That the whole sector of automotive is heading towards a disruption, is a given, no one is disputing it. Opinions may differ on when, surely not on its occurrence. Actually, it will not be a clear cut thresholds rather a fuzzy area experiencing and accelerated rate of change:
- shift from internal combustion engine to electric motors (with a significant decrease in the number of components and an impact on the value chain);
- shift towards autonomous cars with an expected decrease of the numbers of cars being sold (from over 70 million a year to 40 million, a sharp decrease that will have a tremendous impact on today’s players -car manufacturers- compounded by the entrance of new players in the arena) and a concurrent upswing of car-as-a-service that again will change the value chain..
As cars morph into computers they become part of a network and more and more of their functionalities will be controlled from remote they will be mirrored in the cyberspace through a Digital Twin (a few models already have a flanking digital twin, like Tesla models).
Fujitsu has released a Digital Twin Collector, see image, that serves as a point of data accrual and processing. Interestingly, this platform is receiving data from single digital twins (digital twin instances of a same car model as well as digital twins instances of different car models -each can model has its own digital twin that gets instantiated on each car of that model) and as such support services (like monitoring and proactive maintenance) to that specific car, and at the same time support the sharing of data:
- among different instances of digital twins, allowing global data analytics thus gathering intelligence from each instances and creating a global intelligence (like: cars reaching a certain mileage are likely to incur in a specific problem: this global intelligence is applied to each single instance taking corrective measures to avoid the emergence of the problem);
- among different service providers thus increasing the potential offer towards the end user and increasing the potential market to service providers;
- sharing local intelligence to allow prompt (or better) delivery of services, as an example by sharing information with insurance companies.
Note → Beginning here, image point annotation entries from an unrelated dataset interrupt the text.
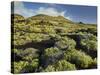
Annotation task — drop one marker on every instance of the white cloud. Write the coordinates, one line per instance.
(20, 8)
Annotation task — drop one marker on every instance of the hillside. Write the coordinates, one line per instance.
(43, 43)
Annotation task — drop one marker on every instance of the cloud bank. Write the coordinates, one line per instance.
(19, 8)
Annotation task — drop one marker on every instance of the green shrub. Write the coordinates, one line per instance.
(79, 58)
(61, 65)
(65, 43)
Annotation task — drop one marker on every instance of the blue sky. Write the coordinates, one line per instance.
(77, 13)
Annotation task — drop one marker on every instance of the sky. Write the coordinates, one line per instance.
(76, 13)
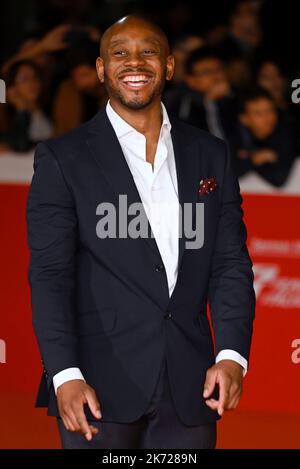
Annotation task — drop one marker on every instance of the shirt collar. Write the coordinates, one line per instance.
(121, 127)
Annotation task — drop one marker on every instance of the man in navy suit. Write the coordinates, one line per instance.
(121, 320)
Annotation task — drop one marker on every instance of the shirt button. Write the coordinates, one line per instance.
(159, 268)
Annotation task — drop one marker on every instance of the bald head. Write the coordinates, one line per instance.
(129, 24)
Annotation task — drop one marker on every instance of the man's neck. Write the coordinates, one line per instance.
(146, 121)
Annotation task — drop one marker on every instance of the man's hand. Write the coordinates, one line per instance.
(71, 397)
(228, 374)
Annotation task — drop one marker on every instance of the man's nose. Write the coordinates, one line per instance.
(134, 59)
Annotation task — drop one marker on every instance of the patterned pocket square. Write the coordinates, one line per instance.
(207, 185)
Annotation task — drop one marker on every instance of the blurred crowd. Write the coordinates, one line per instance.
(225, 82)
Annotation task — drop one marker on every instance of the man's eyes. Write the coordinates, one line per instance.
(124, 52)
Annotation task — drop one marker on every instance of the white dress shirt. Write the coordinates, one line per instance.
(158, 191)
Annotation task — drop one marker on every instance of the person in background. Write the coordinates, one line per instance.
(206, 99)
(23, 123)
(270, 76)
(241, 41)
(181, 48)
(79, 96)
(265, 140)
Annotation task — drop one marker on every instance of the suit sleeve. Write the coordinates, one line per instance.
(51, 231)
(231, 294)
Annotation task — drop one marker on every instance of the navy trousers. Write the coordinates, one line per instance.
(159, 427)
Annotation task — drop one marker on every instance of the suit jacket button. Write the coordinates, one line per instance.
(159, 268)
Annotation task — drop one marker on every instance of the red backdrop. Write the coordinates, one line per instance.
(273, 380)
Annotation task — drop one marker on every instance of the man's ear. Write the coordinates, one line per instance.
(170, 67)
(100, 69)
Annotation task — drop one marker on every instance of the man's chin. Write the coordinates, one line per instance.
(136, 102)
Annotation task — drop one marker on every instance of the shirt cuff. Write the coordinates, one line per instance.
(66, 375)
(228, 354)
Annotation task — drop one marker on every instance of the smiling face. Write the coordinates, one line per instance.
(134, 63)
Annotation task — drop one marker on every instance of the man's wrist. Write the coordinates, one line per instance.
(68, 374)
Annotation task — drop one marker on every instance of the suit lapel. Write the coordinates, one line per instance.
(107, 152)
(187, 168)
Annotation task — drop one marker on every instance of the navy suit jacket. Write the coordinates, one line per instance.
(103, 305)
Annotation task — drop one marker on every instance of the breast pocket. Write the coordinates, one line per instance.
(96, 321)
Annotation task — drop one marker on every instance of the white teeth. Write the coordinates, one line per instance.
(135, 78)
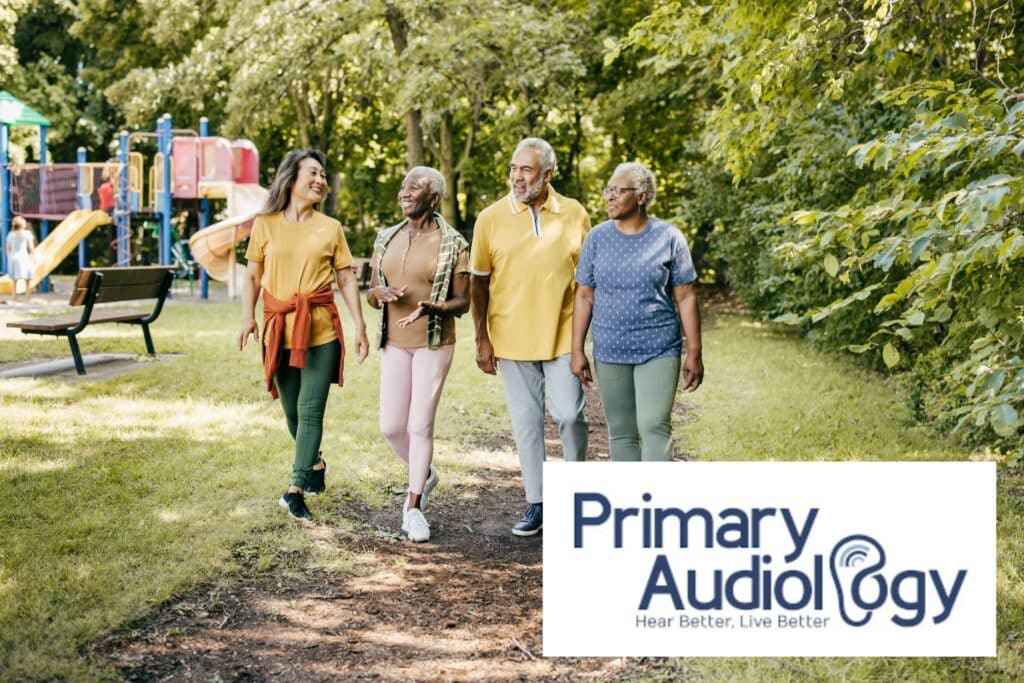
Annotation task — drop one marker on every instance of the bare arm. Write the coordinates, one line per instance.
(250, 292)
(379, 295)
(689, 316)
(456, 305)
(479, 296)
(349, 288)
(583, 308)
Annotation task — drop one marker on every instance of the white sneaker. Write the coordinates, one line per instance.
(428, 486)
(418, 528)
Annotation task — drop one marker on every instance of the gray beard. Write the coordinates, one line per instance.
(532, 191)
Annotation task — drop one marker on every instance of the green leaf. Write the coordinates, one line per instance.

The platform can also collect video streaming from cars (from their related digital twins) and this can be used to evaluate an accident situation.
- sharing the global intelligence to third parties, like information of road status to foster proactive road maintenance.
Fujitsu represents an example of a company entering the automotive field through the service provisioning door.
As shown in the graphic on the side cars will be producing more and more data, as part of their “operation”. At the same time each car is moving around and act as a sensor collecting data on its environment, from bumps in the road to external temperature, traffic information (this can be derived from the average speed of several cars in an area) and “interest” information (unusual traffic patterns…).
All this information can be provided by the car’s sensors or can be resulting from data analytics performed on the raw data.
Obviously, some of these data (or the information derived from them) may be sensitive (like associating the position of people through the day). Others may not present (privacy) problems and can be used without any specific concerns. Some of the “problematic” data can be made less problematic (and more usable) through anonymization, and some through an explicit opt-in sought from the car’s owner/user.
One way or the other, there is no doubt that a new game to leverage on data generated by car is on and will just get more intense in the coming years.